The Arsonists’ City by Hala Alyan

‘Tonight the man will die.’

Two generations of a family: a Syrian mother, a Lebanese father and three children.  The Nasr family are split between Beirut and the USA, but their father’s ancestral home in Beirut has anchored them.  When his father dies, Idris Nasr decides to sell the house.  His wife Mazna insists that the family reunite in Beirut.  She opposes the sale and wants son Mimi (Marwan) and daughter Ava to travel to Beirut, where their sister Naj lives, to try to save the house.

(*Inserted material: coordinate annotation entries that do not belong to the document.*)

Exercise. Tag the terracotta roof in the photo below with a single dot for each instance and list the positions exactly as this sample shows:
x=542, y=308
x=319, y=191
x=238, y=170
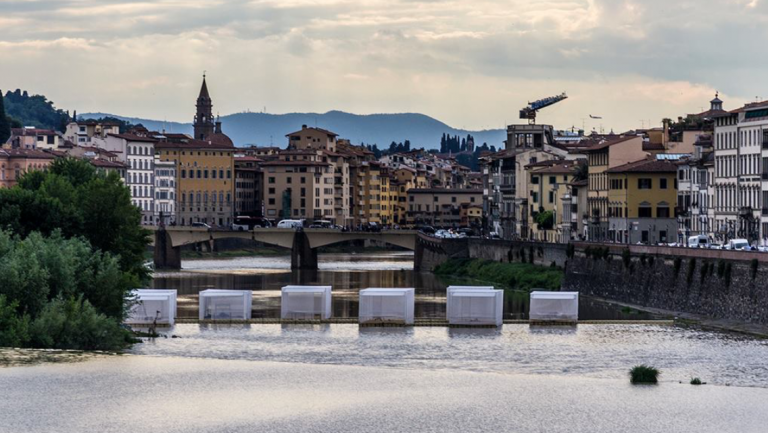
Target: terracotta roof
x=289, y=163
x=134, y=137
x=26, y=153
x=653, y=146
x=444, y=191
x=194, y=144
x=646, y=166
x=567, y=167
x=325, y=131
x=103, y=163
x=611, y=142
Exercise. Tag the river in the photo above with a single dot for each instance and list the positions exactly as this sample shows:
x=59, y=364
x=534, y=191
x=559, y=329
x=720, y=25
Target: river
x=341, y=378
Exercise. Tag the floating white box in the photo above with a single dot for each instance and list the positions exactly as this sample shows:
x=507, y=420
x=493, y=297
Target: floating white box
x=554, y=306
x=225, y=304
x=153, y=305
x=475, y=307
x=305, y=302
x=384, y=305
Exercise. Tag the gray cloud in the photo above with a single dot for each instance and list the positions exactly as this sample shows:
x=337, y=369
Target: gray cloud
x=657, y=57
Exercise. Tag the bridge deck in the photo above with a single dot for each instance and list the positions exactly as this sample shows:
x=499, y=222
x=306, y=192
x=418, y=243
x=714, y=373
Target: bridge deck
x=418, y=322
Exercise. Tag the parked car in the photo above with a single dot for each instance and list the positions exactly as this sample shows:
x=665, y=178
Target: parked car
x=426, y=229
x=699, y=241
x=321, y=224
x=738, y=244
x=290, y=224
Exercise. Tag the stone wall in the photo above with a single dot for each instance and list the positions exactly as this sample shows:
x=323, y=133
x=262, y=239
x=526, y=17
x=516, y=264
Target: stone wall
x=721, y=285
x=544, y=254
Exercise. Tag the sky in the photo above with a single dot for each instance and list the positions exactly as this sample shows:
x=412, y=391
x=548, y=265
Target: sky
x=472, y=64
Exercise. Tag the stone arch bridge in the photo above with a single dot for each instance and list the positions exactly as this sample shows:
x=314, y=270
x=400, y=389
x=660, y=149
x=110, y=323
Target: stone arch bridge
x=302, y=243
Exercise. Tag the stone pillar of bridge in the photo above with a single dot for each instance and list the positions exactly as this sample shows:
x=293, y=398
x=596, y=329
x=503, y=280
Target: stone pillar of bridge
x=302, y=255
x=166, y=255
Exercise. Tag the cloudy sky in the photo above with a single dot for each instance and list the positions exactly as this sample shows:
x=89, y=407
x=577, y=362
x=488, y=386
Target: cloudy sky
x=471, y=63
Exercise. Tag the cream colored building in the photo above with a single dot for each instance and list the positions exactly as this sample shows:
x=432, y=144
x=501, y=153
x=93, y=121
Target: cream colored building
x=440, y=207
x=603, y=156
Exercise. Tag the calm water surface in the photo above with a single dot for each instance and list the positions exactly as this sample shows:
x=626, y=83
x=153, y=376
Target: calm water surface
x=348, y=274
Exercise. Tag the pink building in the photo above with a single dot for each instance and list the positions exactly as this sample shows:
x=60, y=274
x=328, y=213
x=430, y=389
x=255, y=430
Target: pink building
x=16, y=162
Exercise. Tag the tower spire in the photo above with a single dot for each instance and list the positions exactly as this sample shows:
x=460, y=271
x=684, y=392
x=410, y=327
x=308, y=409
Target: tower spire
x=204, y=122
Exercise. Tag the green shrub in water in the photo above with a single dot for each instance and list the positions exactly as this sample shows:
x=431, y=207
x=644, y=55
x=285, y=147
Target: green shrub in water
x=643, y=374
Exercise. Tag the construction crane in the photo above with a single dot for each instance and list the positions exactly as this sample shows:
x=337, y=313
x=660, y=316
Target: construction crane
x=529, y=112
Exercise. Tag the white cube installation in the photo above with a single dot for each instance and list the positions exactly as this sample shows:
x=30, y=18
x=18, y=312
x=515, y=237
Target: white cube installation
x=305, y=302
x=380, y=305
x=554, y=306
x=225, y=304
x=153, y=306
x=480, y=307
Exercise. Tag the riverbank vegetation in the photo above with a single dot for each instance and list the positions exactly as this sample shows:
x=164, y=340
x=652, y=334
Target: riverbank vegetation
x=644, y=374
x=71, y=250
x=519, y=276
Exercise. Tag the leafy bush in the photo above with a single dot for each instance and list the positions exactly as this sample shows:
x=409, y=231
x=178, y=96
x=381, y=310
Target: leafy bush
x=15, y=328
x=515, y=275
x=643, y=374
x=75, y=324
x=626, y=257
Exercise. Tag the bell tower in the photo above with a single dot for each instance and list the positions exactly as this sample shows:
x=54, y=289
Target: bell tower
x=204, y=123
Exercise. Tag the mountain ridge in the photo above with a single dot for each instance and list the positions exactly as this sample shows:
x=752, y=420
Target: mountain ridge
x=265, y=129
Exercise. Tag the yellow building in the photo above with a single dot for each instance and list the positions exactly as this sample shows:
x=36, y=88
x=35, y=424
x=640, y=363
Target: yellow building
x=546, y=188
x=603, y=156
x=370, y=193
x=641, y=202
x=205, y=179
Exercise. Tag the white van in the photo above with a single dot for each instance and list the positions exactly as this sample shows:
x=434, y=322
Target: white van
x=700, y=241
x=290, y=224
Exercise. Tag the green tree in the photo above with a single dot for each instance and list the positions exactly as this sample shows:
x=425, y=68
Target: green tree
x=5, y=124
x=75, y=199
x=545, y=220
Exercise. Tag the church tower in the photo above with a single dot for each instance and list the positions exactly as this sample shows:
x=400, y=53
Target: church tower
x=204, y=125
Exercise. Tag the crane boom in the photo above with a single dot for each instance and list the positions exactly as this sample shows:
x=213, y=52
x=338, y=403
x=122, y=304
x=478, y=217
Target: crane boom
x=529, y=112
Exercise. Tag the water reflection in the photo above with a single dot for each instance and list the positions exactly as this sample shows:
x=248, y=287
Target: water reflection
x=382, y=270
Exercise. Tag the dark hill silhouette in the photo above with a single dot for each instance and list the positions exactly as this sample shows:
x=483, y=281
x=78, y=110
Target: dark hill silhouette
x=264, y=129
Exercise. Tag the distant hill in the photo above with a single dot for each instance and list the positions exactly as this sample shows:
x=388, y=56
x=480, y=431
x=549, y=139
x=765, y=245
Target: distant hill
x=265, y=129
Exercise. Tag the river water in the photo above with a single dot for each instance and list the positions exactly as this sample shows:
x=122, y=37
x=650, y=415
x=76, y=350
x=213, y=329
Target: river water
x=340, y=378
x=348, y=274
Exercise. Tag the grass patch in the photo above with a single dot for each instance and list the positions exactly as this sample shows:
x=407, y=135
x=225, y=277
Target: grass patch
x=644, y=374
x=520, y=276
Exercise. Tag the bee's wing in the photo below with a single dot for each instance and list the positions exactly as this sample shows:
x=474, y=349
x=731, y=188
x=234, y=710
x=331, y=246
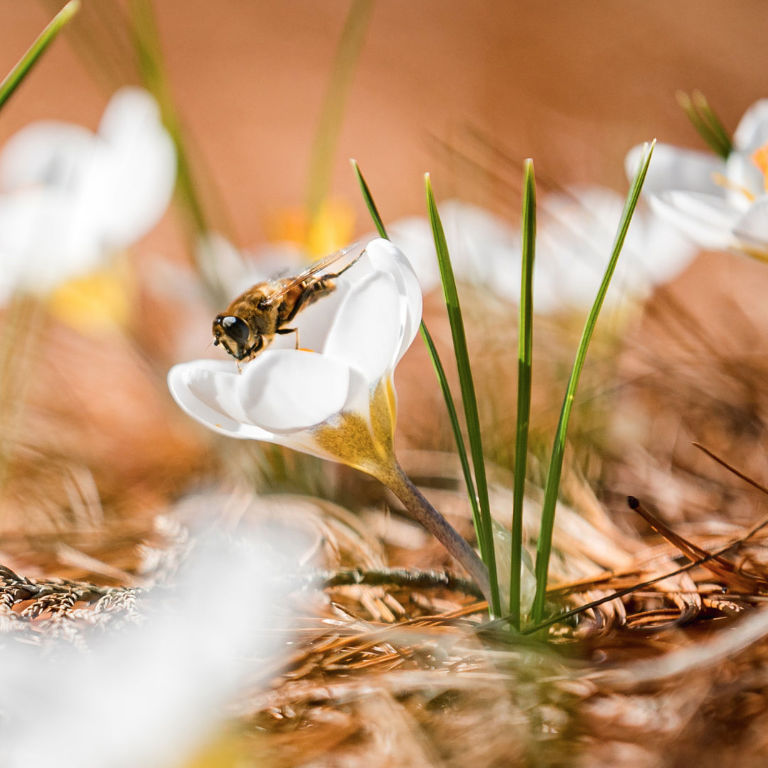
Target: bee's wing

‘Grief will make you do crazy things.’

Everyone does as Mazna requests (who could resist the pressure she applies?), and we learn about the past, about the secrets that each holds close.  Typical family tensions are underlined (and relationships sometimes undermined) by the past, by war, religious differences, and regrets.

We learn of Mazna’s dreams and disappointments, of a life straddling two cultures and being unable to settle completely in either.  The pace is slow, each character’s story unfolds gradually.  Beirut is not the same city that Idris and Mazna left and, without their grandfather, it holds different memories for Ava and Mimi.  Naj lives in Beirut and her life is complicated.

Through these characters, we see the dislocation caused by war and by migration, and the disconnect between dreams and reality.  Ms Alyan brings her characters to life: flawed and vulnerable as they map their own relationships and spaces.

‘The sun has set now, and whatever light is left is dying, leaving to be reclaimed tomorrow.’

I loved this novel.

Note: My thanks to NetGalley and Houghton Mifflin Harcourt for providing me with a free electronic copy of this book for review purposes.